Interpretation of results:
GHS criteria not met
Remarks:
Migrated information
Conclusions:
CAS 382-28-5 is not a dermal sensitizer at concentrations up to 100%.
Executive summary:

Skin sensitization results for FC-770 (PIPM, CAS# 1093615-61-2) are reported for read-across to FC-3284 (PMM, CAS# 382-28-5). The dermal sensitizing potential of the test article was evaluated in a local lymph node assay (LLNA) in female CBA/J mice following OECD Guideline 429 (effective April 2002). This concentration did not cause irritation in a preliminary irritation screen. In the definitive study, animals (5/group) were administered 25 µL of control (Milli-Q or Milli-U water) or 100% of the test article by topical application to the dorsum of each ear once daily for three consecutive days. Clinical observations were recorded daily. Body weights were recorded on days 1 and 6. Ear swelling measurements were recorded on days 1, 3 and 6. On day 6, the number of proliferating lymph node cells in the auricular lymph nodes were determined using a 3H-methyl thymidine method.
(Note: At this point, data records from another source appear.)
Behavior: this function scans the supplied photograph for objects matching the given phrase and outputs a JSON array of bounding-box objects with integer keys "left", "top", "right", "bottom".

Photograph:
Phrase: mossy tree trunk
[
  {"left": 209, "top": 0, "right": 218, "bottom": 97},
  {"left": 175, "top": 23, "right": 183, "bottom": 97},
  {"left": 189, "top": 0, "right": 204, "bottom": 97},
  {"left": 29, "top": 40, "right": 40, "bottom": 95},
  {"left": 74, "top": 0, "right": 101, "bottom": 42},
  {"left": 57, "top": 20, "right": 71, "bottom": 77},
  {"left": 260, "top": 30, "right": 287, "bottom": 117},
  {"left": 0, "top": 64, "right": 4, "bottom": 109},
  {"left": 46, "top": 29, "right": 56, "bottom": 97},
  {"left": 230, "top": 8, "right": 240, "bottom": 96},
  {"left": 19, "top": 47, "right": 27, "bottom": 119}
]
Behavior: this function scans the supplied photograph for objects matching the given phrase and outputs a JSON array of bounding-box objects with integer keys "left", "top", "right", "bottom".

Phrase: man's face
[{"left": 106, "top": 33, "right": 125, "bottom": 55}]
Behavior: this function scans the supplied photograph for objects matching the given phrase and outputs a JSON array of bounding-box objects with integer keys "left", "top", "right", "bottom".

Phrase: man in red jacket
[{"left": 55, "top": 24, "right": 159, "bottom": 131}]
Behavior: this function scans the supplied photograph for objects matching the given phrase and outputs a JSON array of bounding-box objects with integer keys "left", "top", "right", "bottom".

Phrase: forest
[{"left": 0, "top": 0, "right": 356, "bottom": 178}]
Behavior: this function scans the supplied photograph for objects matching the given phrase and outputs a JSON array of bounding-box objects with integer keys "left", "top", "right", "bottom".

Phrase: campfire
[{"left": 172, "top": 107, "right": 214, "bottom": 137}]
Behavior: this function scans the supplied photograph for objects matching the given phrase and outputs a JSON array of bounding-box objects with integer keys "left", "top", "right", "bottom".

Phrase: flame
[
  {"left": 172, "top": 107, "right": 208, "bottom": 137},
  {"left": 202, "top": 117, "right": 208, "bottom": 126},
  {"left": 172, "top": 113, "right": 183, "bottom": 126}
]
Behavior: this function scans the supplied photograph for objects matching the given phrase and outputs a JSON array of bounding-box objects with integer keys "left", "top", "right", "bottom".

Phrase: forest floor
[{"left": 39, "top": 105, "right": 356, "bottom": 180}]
The Stimulation Index (SI) was calculated and substances with a SI ? 3 are considered to be potential sensitizers. To achieve more information regarding the SI value, the study was repeated with two additional groups. No skin reactions were observed in any animals. The calculated median SI was 2.8 and there was no indication that the test substance could elicit an SI = 3 when tested up to 100%. The positive control (hexylcinnamaldehyde) is tested once every 6 months at NOTOX and the most recent test indicated that the test method was valid. Based on the results of this study, the test article is not a dermal sensitizer at concentrations up to 100%. By read-across, the tartget substance is also not sensitizing to the skin and has no labelling requirement under GHS/CLP.
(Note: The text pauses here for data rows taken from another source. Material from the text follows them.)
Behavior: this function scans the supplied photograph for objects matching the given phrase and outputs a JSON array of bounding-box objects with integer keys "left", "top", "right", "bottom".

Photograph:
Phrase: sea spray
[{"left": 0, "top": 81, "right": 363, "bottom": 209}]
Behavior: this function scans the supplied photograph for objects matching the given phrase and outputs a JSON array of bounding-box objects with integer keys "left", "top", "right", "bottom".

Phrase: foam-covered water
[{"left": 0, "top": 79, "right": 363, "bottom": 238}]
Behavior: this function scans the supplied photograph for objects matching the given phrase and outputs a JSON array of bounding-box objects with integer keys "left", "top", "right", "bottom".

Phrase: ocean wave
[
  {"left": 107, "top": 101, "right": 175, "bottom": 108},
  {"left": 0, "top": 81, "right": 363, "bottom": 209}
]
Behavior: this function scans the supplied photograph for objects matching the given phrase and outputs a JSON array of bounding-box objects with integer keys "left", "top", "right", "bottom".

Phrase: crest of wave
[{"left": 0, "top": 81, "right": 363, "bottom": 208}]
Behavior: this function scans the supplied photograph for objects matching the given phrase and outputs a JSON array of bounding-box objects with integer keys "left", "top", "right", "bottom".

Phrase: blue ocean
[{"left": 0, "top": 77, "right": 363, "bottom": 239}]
Study conducted under GLP conditions. Because these substances exhibit similarity in their physicochemical properties and toxicological properties in mammals, and because available data indicates that parent molecules are not reactive toward biological molecules and cannot undergo bioactivation by normal enzymatic processes, they can be considered to constitute a chemical category. Data gaps for partitioning properties, mammalian and ecological toxicity can therefore be addressed by read across and/or trend analysis between category members. The readacross is considered reliable with restrictions and the result is suitable for use in Risk Assessment, Classification & Labelling, and PBT Analysis.